We now describe the flow of control in the approximation algorithm. The algorithm maintain two reference points : r_L<=t_k and r_R>=t_k. We maintain orderings p(r_L) and p(r_R) and calibrated partition sizes T_L and T_R for both reference points. The reference with the smaller T is "active".

When the network gives a new query point x=q (weighted median point of n/2 points), if q lies outside [r_L, r_R], the relative position of q with respect to t_k, may be deduced by transivity. We can resolve this point and the relevant z_i's of wich q was the weighted median. Otherwise we construct the partition of x=q.

If q< t_k, the partition of size T at q is a modification of the partition of size T at r_L.

If q> t_k, the partition of size T at q is a modification of the partition of size T at r_R.

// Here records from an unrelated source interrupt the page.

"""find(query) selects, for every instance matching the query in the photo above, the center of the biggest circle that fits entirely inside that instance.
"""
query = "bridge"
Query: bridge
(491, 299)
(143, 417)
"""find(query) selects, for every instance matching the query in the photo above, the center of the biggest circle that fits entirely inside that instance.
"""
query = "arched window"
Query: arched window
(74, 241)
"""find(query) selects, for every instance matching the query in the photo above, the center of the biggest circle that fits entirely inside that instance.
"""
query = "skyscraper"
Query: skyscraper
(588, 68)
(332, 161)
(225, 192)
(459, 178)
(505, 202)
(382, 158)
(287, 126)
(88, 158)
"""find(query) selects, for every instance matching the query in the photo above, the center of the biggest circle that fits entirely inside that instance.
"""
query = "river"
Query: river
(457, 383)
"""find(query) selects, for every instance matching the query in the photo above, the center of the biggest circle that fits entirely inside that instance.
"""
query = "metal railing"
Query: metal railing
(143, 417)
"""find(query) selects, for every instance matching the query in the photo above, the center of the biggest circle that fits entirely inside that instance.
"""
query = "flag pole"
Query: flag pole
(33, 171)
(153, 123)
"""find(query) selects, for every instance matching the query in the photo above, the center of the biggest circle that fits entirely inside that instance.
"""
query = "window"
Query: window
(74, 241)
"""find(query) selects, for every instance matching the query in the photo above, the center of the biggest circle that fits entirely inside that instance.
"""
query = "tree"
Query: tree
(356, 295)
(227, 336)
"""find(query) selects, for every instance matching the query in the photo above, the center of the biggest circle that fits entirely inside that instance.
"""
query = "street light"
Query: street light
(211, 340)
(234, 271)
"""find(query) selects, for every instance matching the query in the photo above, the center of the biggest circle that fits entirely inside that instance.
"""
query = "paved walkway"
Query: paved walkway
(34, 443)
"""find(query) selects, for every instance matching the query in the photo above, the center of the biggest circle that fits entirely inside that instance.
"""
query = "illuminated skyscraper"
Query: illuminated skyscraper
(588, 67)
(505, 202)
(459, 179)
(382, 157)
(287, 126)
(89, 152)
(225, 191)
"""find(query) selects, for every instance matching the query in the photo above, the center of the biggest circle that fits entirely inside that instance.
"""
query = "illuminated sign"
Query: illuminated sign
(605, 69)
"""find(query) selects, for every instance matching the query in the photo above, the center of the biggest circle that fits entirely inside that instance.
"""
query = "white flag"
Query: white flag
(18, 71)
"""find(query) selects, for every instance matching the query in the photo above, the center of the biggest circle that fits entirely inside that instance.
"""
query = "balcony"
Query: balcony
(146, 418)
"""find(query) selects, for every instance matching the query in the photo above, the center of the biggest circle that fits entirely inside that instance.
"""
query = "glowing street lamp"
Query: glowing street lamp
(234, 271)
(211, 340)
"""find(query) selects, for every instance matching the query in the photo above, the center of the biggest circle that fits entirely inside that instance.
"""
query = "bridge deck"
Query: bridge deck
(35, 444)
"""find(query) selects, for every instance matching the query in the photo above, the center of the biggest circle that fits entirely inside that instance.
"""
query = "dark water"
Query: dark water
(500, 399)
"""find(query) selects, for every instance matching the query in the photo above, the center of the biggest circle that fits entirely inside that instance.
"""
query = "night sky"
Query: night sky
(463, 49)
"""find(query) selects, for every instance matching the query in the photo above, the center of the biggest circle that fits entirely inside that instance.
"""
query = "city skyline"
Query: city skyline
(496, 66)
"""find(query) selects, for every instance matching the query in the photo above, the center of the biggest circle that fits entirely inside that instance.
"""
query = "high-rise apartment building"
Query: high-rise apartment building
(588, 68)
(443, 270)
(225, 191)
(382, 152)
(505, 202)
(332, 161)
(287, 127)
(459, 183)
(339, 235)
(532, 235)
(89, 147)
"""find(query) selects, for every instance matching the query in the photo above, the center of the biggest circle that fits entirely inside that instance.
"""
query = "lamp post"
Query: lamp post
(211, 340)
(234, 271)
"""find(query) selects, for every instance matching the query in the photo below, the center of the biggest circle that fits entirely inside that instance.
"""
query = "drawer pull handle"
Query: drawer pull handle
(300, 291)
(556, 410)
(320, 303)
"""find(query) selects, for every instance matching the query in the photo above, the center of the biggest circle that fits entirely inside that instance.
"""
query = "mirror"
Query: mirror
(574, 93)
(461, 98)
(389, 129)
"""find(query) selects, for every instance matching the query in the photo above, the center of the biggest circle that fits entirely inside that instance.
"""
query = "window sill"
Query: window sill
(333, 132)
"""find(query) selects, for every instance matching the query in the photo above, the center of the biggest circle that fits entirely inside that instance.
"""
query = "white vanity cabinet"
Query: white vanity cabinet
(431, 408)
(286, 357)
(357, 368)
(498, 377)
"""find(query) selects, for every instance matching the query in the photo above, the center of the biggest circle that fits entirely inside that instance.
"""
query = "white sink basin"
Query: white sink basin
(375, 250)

But we do not know the relative ordering of q, an attempt is to modify the partition at r, the active reference point. The attempt will be aborted if |rank(r)-rank(q)| is "large"; in this case, the other reference point becomes active and the partition at this reference point is modified to give the partition at q.

Position q then replaces the appropriate reference point (on the same side of t_k), and the reference point with smallest value of T becomes the new active reference point.

We claim that this algorithm has an O(nlogn)-time complexity for any k. (proof by the correctness and the computation of each function, for example, partition, of this algorithm)